Indications for caesarean sections at ≥34 weeks among nulliparous women and differential composite maternal and neonatal morbidity
Department of Obstetrics and Gynecology, Eastern Virginia Medical School, Norfolk, VA, USA
Correspondence: SP Chauhan, MD, Department of Obstetrics, Gynecology and Reproductive Sciences University of Texas Health Science Center at Houston 6431 Fannin, Suite 3.264 Houston, TX 77030, USA. Email: Suneet.P.Chauhan@uth.tmc.edu
To compare composite maternal and neonatal morbidities (CMM, CNM) among nulliparous women with primary indications for caesarean section (CS) as acute clinical emergency (group I; ACE), non-reassuring fetal heart rate (group II) and arrest disorder (group III).

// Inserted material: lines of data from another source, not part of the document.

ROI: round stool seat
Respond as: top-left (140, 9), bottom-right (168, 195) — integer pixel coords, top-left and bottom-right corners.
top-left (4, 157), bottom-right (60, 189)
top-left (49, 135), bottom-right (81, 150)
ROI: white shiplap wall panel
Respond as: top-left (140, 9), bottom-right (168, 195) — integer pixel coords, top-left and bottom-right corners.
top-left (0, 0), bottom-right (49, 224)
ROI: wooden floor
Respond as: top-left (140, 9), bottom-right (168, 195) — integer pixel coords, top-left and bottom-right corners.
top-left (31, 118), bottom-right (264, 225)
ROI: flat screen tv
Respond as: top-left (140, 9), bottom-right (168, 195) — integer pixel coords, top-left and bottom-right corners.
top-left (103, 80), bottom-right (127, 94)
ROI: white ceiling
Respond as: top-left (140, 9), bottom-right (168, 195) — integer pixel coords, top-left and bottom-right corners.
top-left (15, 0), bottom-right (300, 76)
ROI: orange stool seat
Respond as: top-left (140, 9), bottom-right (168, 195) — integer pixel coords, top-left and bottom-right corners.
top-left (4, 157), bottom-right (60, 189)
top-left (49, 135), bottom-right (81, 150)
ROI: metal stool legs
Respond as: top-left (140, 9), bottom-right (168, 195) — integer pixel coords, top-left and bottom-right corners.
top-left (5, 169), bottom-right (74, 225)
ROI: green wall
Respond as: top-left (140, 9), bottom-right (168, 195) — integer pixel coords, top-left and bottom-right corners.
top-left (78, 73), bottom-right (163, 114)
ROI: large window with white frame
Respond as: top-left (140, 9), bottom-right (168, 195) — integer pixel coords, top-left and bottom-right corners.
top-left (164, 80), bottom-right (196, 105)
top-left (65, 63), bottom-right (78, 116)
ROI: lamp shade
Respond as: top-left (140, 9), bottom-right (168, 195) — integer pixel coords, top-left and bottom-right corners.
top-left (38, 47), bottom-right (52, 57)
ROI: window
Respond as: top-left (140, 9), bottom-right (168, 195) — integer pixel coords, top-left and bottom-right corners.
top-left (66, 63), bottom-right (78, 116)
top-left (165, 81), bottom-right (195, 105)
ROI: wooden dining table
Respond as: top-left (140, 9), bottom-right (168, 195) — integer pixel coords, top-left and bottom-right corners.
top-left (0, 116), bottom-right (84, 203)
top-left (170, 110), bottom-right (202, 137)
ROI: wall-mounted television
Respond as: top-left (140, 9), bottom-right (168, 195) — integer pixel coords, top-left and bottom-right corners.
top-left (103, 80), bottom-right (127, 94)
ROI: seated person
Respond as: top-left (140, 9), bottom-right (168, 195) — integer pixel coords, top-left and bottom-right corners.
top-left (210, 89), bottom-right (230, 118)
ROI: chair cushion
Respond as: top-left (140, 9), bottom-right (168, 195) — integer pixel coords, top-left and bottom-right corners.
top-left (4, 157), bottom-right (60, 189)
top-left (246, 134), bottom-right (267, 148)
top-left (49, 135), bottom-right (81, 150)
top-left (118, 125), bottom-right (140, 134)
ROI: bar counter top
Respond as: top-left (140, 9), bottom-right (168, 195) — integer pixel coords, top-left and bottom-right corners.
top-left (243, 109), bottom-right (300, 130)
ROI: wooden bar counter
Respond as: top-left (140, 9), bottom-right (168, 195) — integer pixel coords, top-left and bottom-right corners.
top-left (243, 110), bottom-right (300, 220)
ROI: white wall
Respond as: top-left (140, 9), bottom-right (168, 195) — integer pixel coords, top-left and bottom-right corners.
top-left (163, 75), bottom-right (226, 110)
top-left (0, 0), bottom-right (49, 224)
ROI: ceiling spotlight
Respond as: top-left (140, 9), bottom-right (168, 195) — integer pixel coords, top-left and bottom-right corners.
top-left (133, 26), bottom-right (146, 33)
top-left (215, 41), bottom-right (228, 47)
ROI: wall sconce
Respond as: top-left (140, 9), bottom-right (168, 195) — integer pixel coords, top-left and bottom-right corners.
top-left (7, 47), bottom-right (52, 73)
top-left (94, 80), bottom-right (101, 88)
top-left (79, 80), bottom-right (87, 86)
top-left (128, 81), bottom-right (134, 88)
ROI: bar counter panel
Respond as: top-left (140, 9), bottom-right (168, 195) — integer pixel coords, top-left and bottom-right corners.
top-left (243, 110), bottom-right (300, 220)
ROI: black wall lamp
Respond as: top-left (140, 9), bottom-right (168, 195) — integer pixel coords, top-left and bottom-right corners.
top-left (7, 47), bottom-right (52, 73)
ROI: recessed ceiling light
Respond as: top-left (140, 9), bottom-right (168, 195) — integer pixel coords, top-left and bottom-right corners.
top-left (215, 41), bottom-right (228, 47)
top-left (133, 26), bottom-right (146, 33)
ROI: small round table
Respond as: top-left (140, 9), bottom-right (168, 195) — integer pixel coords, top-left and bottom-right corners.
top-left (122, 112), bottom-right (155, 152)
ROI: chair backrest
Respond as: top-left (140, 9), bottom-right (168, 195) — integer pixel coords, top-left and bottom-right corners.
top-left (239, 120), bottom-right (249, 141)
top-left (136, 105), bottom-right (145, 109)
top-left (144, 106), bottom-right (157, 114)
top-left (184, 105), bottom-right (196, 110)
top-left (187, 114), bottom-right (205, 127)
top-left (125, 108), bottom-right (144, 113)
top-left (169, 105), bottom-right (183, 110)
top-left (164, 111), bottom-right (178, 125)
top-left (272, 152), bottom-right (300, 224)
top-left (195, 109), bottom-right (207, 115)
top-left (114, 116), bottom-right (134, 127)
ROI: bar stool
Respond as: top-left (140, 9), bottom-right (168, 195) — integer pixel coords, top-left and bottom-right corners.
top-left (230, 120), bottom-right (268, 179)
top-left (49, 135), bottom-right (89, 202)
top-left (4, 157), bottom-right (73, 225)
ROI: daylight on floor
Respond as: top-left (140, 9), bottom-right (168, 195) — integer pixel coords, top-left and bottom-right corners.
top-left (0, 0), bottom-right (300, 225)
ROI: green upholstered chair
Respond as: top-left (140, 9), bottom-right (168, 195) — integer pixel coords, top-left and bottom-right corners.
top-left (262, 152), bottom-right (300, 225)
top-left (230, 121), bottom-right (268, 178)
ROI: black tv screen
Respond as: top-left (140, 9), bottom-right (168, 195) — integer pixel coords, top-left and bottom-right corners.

A multicentre prospective study.
Nineteen academic centres in the USA, with deliveries in 1999–2002.
Nulliparous women (n = 9829) that had CS.
Nulliparous women undergoing CS for three categories of indications were compared using logistic regression model, adjusted for five variables.
Main outcome measures
CMM was defined as the presence of any of the following: intrapartum or postpartum transfusion, uterine rupture, hysterectomy, cystotomy, ureteral or bowel injury or death; CNM was defined as the presence of any of the following: umbilical arterial pH <7.00, neonatal seizure, cardiac, hepatic, renal dysfunction, hypoxic ischaemic encephalopathy or neonatal death.
The primary reasons for CS were ACE in 1% (group I, n = 114) non-reassuring FHR in 29% (group II; n = 2822) and failed induction/dystocia in the remaining 70% (group III; n = 6893). The overall risks of CMM and CNM were 2.5% (95% confidence intervals, CI, 2.2–2.8%) and 1.9% (95% CI 1.7–2.2), respectively. The risk of CMM was higher in group I than in group II (RR 4.1, 95% CI 3.1, 5.3), and group III (RR 3.2, 95% CI 2.7, 3.7). The risk of CNM was also higher in group I than in group II (RR 2.8, 95% CI 2.3, 3.4) and group III (RR 14.1, 95% CI 10.7, 18.7).
Nulliparous women who have acute clinically emergent caesarean sections are at the highest risks of both composite maternal and neonatal morbidity and mortality.
In the USA, the rate of caesarean section among nulliparous women has increased from 21% in 1996 to 27% in 2003, reflecting a 28% increase over an 8-year period. A multicentre study (2005–2007) involving 19 hospitals noted that one in three nulliparous women underwent caesarean delivery. The risk factors and purported reasons for the increase are advanced maternal age,[3, 4] ethnicity with increased likelihood among black women, gestational age (lower at 39 weeks versus beyond), overweight and obesity,[7, 8] high-risk pregnancy, tocophobia,[9, 10] labour induction,[5, 11] high fetal station in active phase of labour, suspected macrosomia, practice patterns within a hospital, and liability concerns.[15, 16]
The disquieting aspects of the temporal increase in the caesarean section rate are the appreciably higher likelihood of intra- and postpartum complications associated with caesarean section[17-19] and in subsequent pregnancies an increased rate of placental complications, small for gestational age, preeclampsia, uterine rupture and hysterectomy.[18, 20, 21] The World Health Organization's recommendation that the caesarean section rate should be 15% is understandable and concerted attempts to decrease the rates of caesarean section are underway.[23, 24]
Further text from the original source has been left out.